After what I had done to him.

I still let him believe a lie once I found out the truth. My therapist would argue that I was afraid, and maybe he was right. I was afraid of what the truth would do to him, and I hoped he didn't put it together when the media ran the story. But I knew that was wishful thinking. All I needed to do was bide my time until I told my brothers—until the world found out about what happened to me.

My anxiety silenced me from telling him the truth myself. One story against another. It sounded like I was trying to excuse my actions. I wasn't sure how he would react, and I also knew that I wouldn't be able to handle either direction he would take it.

Come what may.

I'd deal with it as it presented itself.

I climbed off my bed and zipped up my suitcase. My brothers left this morning, and I told them I'd go over to meet Asher once I'd gotten up. I promised them I'd go. Eventually, they would loosen the reins. But I had to prove I deserved to have them loosened.

Asher left the key card to his apartment last night—and the code to get into his building. It was a bold move to trust me with this information, I suppose. But I still swiped the black card with the gold logo from the table and carried my suitcase with me as I walked out of the door.

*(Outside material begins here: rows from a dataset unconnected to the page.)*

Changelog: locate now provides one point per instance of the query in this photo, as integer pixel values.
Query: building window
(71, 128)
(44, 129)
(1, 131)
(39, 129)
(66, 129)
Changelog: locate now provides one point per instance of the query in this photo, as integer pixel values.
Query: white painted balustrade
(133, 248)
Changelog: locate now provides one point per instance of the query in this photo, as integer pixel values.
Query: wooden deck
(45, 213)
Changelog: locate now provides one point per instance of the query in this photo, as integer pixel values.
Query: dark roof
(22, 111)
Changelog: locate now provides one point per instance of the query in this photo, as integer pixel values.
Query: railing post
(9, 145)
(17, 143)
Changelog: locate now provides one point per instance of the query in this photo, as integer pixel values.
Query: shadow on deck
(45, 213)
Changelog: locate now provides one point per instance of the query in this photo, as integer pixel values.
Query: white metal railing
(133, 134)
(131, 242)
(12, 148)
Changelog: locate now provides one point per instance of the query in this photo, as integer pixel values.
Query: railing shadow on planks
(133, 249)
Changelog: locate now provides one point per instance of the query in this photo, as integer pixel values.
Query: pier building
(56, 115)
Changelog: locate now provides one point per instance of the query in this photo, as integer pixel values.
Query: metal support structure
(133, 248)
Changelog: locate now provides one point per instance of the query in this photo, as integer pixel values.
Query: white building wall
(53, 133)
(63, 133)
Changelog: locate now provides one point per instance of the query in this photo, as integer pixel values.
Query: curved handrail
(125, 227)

I didn't drive much—but I needed a quick means of escape in case this entire situation went sideways. And it was going to go sideways. Asher and I have gotten into quite a few heated discussions, and if the scavenger hunt was anything to go by, Asher no longer put up with my bullshit. The way I acted was a defense mechanism to keep him even further away than he already was, but realistically, I knew I didn't need to have it in place. 

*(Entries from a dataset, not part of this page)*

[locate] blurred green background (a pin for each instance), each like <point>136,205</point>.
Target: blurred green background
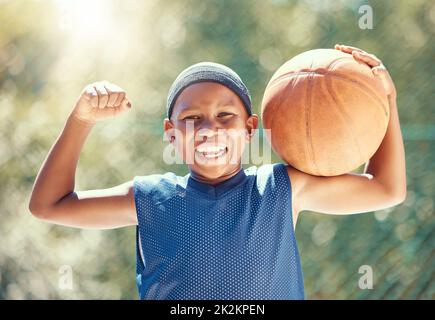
<point>49,50</point>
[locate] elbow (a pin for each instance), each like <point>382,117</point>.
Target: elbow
<point>398,197</point>
<point>38,211</point>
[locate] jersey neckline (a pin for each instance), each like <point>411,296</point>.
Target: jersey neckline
<point>218,189</point>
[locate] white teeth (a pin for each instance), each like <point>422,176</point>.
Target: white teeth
<point>211,151</point>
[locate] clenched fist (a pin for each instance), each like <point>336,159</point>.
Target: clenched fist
<point>100,100</point>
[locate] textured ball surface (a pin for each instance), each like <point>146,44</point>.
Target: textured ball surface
<point>327,113</point>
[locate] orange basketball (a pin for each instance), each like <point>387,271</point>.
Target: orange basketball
<point>327,113</point>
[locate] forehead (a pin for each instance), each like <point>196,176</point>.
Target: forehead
<point>205,94</point>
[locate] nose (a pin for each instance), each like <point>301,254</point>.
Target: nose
<point>207,129</point>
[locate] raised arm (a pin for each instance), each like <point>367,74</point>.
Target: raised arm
<point>53,196</point>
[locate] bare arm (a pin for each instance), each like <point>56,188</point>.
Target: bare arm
<point>382,185</point>
<point>53,197</point>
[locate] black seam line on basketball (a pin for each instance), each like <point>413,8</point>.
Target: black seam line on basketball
<point>376,97</point>
<point>344,116</point>
<point>311,65</point>
<point>308,122</point>
<point>272,120</point>
<point>291,74</point>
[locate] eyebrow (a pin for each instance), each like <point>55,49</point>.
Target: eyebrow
<point>189,108</point>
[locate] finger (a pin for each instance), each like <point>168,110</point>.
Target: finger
<point>113,94</point>
<point>369,59</point>
<point>347,49</point>
<point>125,104</point>
<point>91,94</point>
<point>379,70</point>
<point>103,96</point>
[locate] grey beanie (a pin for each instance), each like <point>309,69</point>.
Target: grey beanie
<point>208,72</point>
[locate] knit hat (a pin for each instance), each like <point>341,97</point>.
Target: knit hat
<point>208,72</point>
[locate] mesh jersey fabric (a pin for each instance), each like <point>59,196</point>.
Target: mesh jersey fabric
<point>231,241</point>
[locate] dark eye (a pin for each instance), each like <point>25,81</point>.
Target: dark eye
<point>191,118</point>
<point>224,114</point>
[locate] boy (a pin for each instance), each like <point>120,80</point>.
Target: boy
<point>220,232</point>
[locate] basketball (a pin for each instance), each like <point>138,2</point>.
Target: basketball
<point>326,113</point>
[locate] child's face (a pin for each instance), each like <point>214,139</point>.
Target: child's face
<point>211,126</point>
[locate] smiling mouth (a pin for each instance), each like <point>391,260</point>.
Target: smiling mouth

As long as Asher believed I cheated on him, there was no breaking through to him.

And honestly, it was the last thing I wanted.

Not everyone needed to feel the full extent of the pain I caused. I tried to end my life. Asher was there, and I haven't heard him say a word about it. His love for me died the moment I told him I cheated on him. The love he used to wear for only me to see wasn't there anymore. I only had myself to blame.

By the time I arrived at Asher's apartment, I was going over the techniques in my head so I didn't have a panic attack. I was lucky to have therapy in a couple of hours. It was a means to escape whatever torture I was about to endure next. Facing Asher was never easy. There was a reason as to why I avoided him during social events. Plus, social events gave me anxiety to an extreme. For a good reason. Though you'd think I learned my lesson, but I used to get shit-faced every time I went. But I always stayed with my glass and never left it anywhere.